By abusing the way resume works, we can reboot the device into a custom firmware by patching the non-secure kernel bootloader. The general framework to do this is: first, patch the kernel bootloader in RAM to accept unsigned SELFs and load a custom kprx after psp2bootconfig.skprx. It could be the case that by the time your exploit runs the DRAM region containing the kernel loader has been wiped/reused. If so, you must use a lower level exploit to dump the loader.
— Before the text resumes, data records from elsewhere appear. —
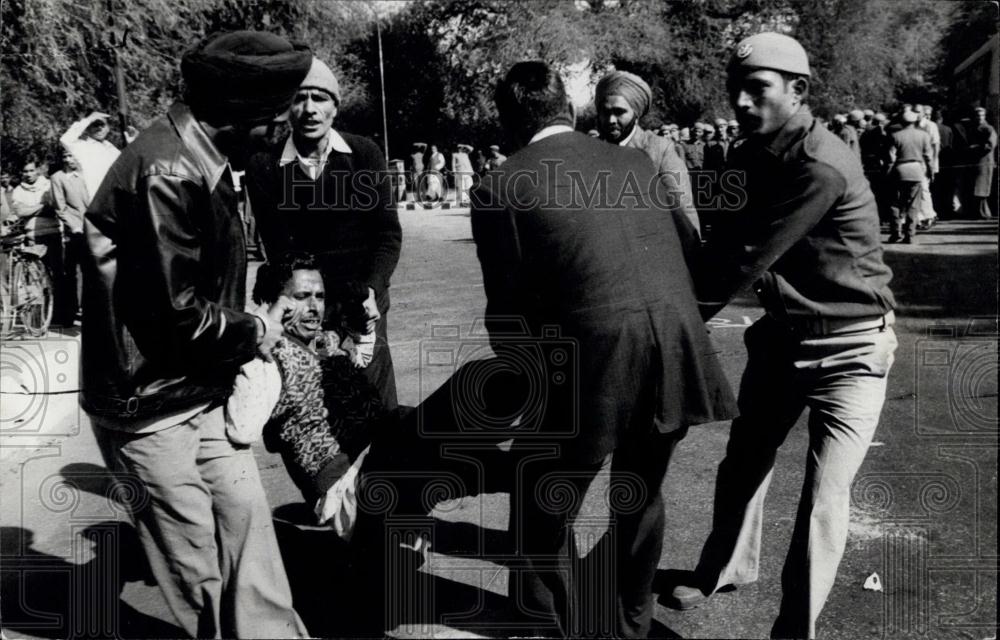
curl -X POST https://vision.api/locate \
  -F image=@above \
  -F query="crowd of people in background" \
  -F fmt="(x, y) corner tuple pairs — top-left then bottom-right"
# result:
(0, 21), (997, 638)
(0, 92), (997, 326)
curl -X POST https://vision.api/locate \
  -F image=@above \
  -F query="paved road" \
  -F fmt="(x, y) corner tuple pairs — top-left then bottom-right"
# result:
(0, 210), (997, 639)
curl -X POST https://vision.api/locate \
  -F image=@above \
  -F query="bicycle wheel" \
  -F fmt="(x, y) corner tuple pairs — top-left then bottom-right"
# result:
(14, 260), (52, 337)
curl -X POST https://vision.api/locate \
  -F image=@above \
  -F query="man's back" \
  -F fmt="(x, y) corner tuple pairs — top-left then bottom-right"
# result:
(892, 127), (933, 182)
(474, 132), (693, 320)
(472, 132), (731, 462)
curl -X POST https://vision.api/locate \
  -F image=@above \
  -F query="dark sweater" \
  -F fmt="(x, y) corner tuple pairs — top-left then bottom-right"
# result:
(247, 133), (402, 312)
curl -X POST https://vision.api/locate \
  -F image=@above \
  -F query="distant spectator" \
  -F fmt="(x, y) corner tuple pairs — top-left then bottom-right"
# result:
(486, 144), (507, 170)
(0, 169), (17, 236)
(682, 122), (705, 171)
(931, 109), (962, 217)
(888, 107), (933, 244)
(423, 144), (445, 202)
(451, 144), (473, 206)
(830, 113), (861, 156)
(51, 151), (90, 326)
(10, 154), (63, 324)
(472, 149), (486, 176)
(409, 142), (427, 200)
(966, 107), (997, 219)
(860, 113), (892, 222)
(59, 111), (121, 198)
(914, 104), (941, 229)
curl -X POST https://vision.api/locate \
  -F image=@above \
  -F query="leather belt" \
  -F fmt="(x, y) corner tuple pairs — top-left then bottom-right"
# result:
(772, 311), (896, 336)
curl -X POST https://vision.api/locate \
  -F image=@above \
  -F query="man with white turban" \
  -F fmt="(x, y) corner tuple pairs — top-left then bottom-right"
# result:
(594, 71), (700, 236)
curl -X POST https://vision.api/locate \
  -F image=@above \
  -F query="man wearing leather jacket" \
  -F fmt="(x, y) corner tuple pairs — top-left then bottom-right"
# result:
(82, 31), (312, 638)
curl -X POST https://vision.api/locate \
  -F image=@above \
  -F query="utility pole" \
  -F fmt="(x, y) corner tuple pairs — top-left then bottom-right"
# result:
(107, 0), (129, 143)
(368, 3), (389, 163)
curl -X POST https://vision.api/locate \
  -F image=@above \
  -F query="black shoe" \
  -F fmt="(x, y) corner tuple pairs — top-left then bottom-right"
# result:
(660, 584), (708, 611)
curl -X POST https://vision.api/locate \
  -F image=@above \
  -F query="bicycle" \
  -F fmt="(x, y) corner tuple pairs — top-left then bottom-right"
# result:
(0, 225), (53, 338)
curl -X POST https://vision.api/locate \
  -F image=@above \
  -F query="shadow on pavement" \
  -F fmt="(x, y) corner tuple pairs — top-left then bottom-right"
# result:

It may even be possible to dump the compressed version, in that case you wouldn't even need to perform cleanup. Your custom krpx will be loaded after the bare essential kernel modules are loaded (memory management, threads, file IO, etc) and it can then patch the full module loader (SceSblAuthMgr) to accept unsigned SELFs as well as any other patches.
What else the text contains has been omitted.